From an IT and finance point of view, NetSuite ensured everyone was working from the same KPIs and financials and could see the same, up-to-date, data. Thomas got the two companies transacting on the same system within six months and said this single view of financials, accounts payable and receivable, lead tracking, customer contracts and sales orders “differentiates it as a business.”
In fact, she sees the company’s technology stack as so important that she wishes it should be capitalized on the balance sheet as an asset for purposes of valuation.
“If we were doing M&A activity and someone was trying to evaluate us compared with a company without the [technology] infrastructure that we have built, it’s day and night,” she said.
4. Support before, during and after deal close. Before a deal can be structured, the purchaser completes thorough due diligence on various aspects of the transaction. When the financials all parties see are incomplete or don’t reflect current reality, that’s a red flag. Cloud ERPs like NetSuite enable all parties to have up-to-date reports appropriate to their roles.
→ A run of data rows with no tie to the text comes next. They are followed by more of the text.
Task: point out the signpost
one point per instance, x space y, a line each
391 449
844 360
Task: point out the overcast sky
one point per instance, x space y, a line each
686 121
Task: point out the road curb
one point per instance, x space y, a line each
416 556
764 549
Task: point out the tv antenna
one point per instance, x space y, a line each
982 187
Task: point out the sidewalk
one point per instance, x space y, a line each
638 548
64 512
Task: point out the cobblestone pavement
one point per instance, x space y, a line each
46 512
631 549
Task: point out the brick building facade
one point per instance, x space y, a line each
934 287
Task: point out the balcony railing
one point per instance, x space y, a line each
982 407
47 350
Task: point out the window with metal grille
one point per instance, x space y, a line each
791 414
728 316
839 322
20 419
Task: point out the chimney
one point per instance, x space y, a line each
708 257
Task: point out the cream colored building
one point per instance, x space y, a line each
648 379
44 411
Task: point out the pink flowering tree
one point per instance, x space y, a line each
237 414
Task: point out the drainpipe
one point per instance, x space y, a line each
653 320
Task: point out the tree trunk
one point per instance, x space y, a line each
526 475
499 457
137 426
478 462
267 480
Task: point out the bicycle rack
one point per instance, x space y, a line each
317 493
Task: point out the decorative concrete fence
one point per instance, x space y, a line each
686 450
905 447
NetSuite Alliance Partners like Bridgepoint can help PE firms, strategic acquirers and companies looking to enter into an M&A arrangement get up and running on cloud ERP quickly and can advise on both technology and operational best practices.
“A PE may need to quickly understand what NetSuite entails from a price and timing perspective,” said Rahul Puri, global head of NetSuite’s PE/VC services practice. “Bridgepoint is well equipped to address those questions.”
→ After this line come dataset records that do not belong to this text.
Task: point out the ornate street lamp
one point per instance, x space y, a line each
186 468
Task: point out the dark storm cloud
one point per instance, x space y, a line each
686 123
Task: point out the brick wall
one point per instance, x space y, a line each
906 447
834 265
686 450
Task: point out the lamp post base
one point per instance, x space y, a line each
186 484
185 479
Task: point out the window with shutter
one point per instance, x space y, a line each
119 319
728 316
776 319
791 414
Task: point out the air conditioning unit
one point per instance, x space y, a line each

For a target company that has been using QuickBooks, for example, and needs a unified ERP, Bridgepoint can manage that implementation and all post go-live activities. A single technology platform plus a uniform organizational approach and processes can help a newly combined company beat those 70% odds.
Ready, Set, Go
As a NetSuite implementation partner that has supported many successful M&A integrations, Bridgepoint helps create value on all sides of the transaction. With a team of in-house CFOs and controllers, the partner understands what it takes to successfully navigate the highs and lows of an M&A process.
“We also have individuals on our team who understand what the control environment needs to look like for SPACs and IPOs,” said Haller. “That includes how companies can strengthen internal controls as they mature and prepare for those activities.”